Pavis Wood forms a continuous stretch of woodland with Northill Wood (to the west) and Grove Wood (to the east, in Hertfordshire, running in a line along the step Chiltern scarp. It is a woodland of deciduous trees; a rich mixture of beech, ash, oak, birch and others. Pavis Wood itself is enclosed though open to the public by permission and is managed by Buckinghamshire County Council.
Pavis Wood and its neighbour form the Pavis & Northill Woods SSSI, as ancient woodland with a very diverse ground flora and a varying species mix depending on location; it is officially noted as a habitat of poorly drained beech, oak, ash and birch grades to a beech hanger with ash and wych elm on the steepest part of the escarpment.

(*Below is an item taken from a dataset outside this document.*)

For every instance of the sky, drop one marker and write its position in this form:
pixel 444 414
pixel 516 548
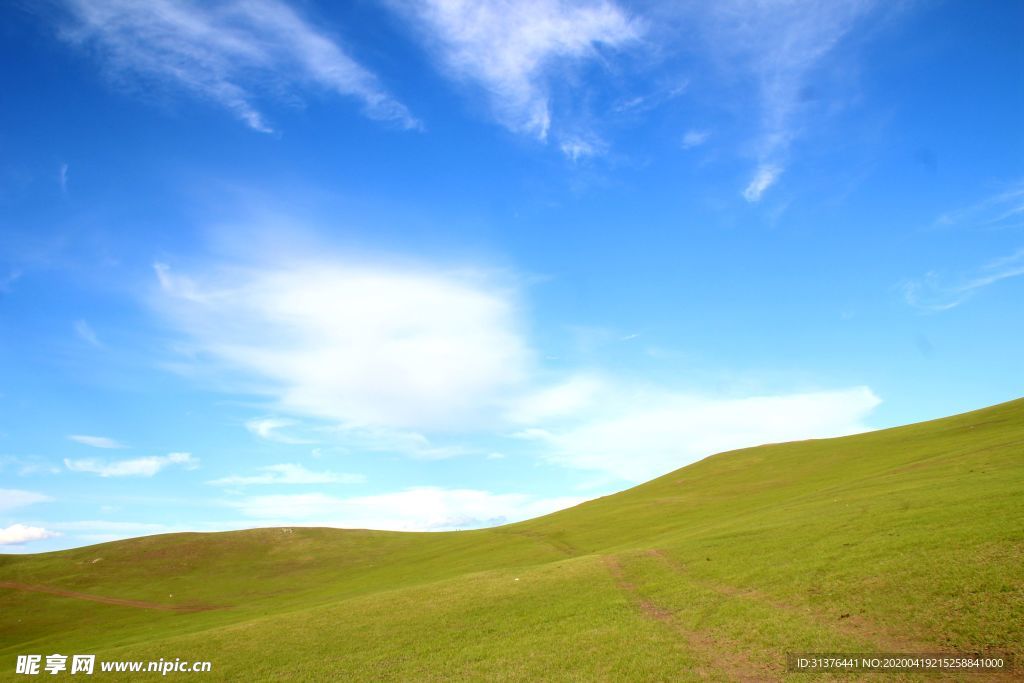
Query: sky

A fine variety of plants such as the yellow pimpernel and wood mellick are found in the woods, and vlackthorn bearing sloes in autumn. A bridleway crosses the woodland, and along the edge of the wood a footpath. Here the Ridgeway National Trail and Icknield Way pass too.
The edge of the wood is against the county boundary, which here is marked by Shire Lane and a footpath running north down the scarp. Where the footpath runs from the lane, at the edge of the wood, is Hertfordshire's highest point, its county top, at 801 feet, at 51°46’26"N, 0°40’36"W.
The broad bridleway from the edge of the wood and Hertfordshire's county top runs out along the top of the ridge towards the Wendover Woods and to Haddington Hill, Buckinghamshire's own county top (876 feet) just a few miles away.